Right now, to be honest, I have no plans whatsoever. Like I said, I’m working five days a week, 12-hour days, and I’m trying to get stuff situated with my bikes. I’m trying to sell my stuff to get new ’08 stuff, but I don’t know what I’m getting or who I’m riding for. Right now I don’t have anything lined up. If I do get something lined up now, then I could plan my whole winter around it. If nothing happens, then I have to stay back and work to make money in order for me to go down South to ride. I’d like to make some supercrosses, but that’s doubtful because I just can’t afford to build my own race bike and do it again on my own. We’ll see what happens.

Nick won the MX2 overall at the Riverglade CRMC National on August 5.

Have you thought about maybe racing the National Arenacross series?
I have looked into that, but right now I just can’t afford to get a good race bike and suspension to compete at the top level. I’m a full privateer to the bone now. It’s weird for me because my whole life growing up I’ve had pretty much everything given to me. And now I’m in a rut and really don’t know what to do—it’s back to reality now, I guess.

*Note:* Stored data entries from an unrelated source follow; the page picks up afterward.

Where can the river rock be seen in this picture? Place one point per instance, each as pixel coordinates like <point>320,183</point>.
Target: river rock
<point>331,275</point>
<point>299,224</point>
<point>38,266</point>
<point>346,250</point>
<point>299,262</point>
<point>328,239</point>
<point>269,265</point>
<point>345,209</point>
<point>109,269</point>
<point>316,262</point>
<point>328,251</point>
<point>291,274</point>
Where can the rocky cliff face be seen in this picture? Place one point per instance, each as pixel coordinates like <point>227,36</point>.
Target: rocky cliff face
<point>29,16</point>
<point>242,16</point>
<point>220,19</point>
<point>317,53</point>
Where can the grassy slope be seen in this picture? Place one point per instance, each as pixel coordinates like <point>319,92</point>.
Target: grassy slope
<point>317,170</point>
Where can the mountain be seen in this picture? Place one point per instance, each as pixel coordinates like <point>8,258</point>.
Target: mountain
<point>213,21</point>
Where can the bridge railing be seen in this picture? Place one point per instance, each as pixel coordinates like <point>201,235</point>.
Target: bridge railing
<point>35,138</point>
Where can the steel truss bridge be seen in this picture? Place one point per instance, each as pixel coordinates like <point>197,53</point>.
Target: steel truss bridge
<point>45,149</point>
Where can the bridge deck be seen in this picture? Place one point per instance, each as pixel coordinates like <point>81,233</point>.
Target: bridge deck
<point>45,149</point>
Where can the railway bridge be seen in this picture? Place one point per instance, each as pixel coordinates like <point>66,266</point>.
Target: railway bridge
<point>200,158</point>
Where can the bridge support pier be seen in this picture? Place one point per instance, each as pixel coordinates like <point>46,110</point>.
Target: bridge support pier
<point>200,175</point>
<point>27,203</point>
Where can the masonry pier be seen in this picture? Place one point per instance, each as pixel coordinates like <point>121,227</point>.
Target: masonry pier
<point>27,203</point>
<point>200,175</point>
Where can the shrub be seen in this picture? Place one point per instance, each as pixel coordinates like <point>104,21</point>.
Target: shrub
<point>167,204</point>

What’s it going to take for people to realize your full potential?
I know I have the ability. Back in 2003 I won my first title at Loretta Lynn’s and beat guys like Josh Grant, Kyle Chisholm and Matt Goerke, and look where those guys are at now. That’s where I believe I should be—I just had some bad breaks. In my mind I know I can qualify and run top 10 at supercrosses and be in the top 15 in outdoor nationals. It’s just having the right equipment and the right team behind me and having someone believe in me as much as I do. It’s just impossible to do it alone, especially with all of these new guys coming in. It makes it tough for people like me.

Evennou took this championship at Loretta's in 2003.

Worst-case scenario you don’t get any offers. What’s the next step then?
That’s tough. I try not to think about that, and honestly in my mind, I’d hopefully try and salvage enough money to buy two bikes and maybe do some local racing and become a local rider, which is sad to say because I’ve had an awesome amateur career and I thought my pro career started out well. So hopefully something comes up in the next few months. I’d really like to go back to Blackfoot in 2008, but we’ll see what happens.

You can always do what Gavin Gracyk did and load up a bike and head out to the first national on your own.
Yeah, for sure. I think it’s definitely easier to make a 450 competitive, but right now I’m not at a level to ride the Motocross class competitively, but I don’t know if that’s where I should be going.

How old are you right now, Nick?
I’m 21.

You’re still young, so don’t give up.
That’s the last thing I want to do. I don’t want to have to work a 9-5 job five days a week and struggle to buy a bike to race on the weekends. I haven’t devoted 16 years of my life to racing to not make it—I just need a break.

What’s the best way for someone to get in touch with you?
The best way is to e-mail me at mxer447@aol.com. I check it everyday, so if anyone is out there willing to give me a chance, I’m more than happy to take it.

Any last words?
I definitely want to give a quick thanks to Joe, Johnny and Andrew and everyone at Blackfoot for giving me an opportunity in 2007 and giving me an awesome bike. Like I said, I finally got an overall win in the third round, so thanks to those guys.